Suppression of Ov-tsp-2 and Ov-tsp-3 mRNA expression in adult O. viverrini flukes by RNA interference. mRNA expression levels of Ov-tsp-2 (A) and Ov-tsp-3 (B) relative to Ov-actin (mean ± S.E.) in adult worms electroporated with 50 µg dsRNA of Ov-tsp-2 or Ov-tsp-3 or luciferase control followed by soaking in culture media containing 2 µg/ml dsRNA for 21 days. mRNA expression was measured by qRT-PCR. The protein expression levels of Ov-TSP-2 (C) and Ov-TSP-3 (D) in worms after electroporation with dsRNAs were analysed by Western blot and quantified using imageJ. The experiments were performed in biological duplicate and represented as the mean ± SD. Supplementary Fig. S5 provides the full length ethidium bromide stained agarose gels of RT-PCR products, and Supplementary Fig. S6 provides the full length western blot membrane strips.

Figure 7

Ultrastructure of the tegument of Opisthorchis viverrini adult worms treated with Ov-tsp-2 and tsp-3 dsRNAs.
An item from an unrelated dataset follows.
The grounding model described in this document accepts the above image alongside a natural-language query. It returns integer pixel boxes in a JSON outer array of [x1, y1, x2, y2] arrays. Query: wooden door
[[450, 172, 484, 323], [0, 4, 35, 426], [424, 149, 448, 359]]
O. viverrini adult worms were electroporated with RPMI medium (A) or the mock control firefly luciferase dsRNA (B), Ov-tsp-2 dsRNA (C), and Ov-tsp-3 dsRNA (D), further cultured in RPMI medium containing 2 µg dsRNA for 3 days, and analysed using transmission electron microscopy (magnification 40,000x). The tegument (T) of worms treated with Ov-tsp-2 dsRNA was thicker than controls (P < 0.0001) (Fig. 7C,E) and displayed extensive vacuolation (P < 0.0001) (Fig. 7C,F; red arrows).The tegument of Ov-tsp-3 dsRNA-treated worms was also thicker (P < 0.0001) (Fig. 7D,E) and less electron dense when compared to controls (Fig. 7D,F). The lines indicate the width of fluke tegument that was used for measurement of tegument thickness.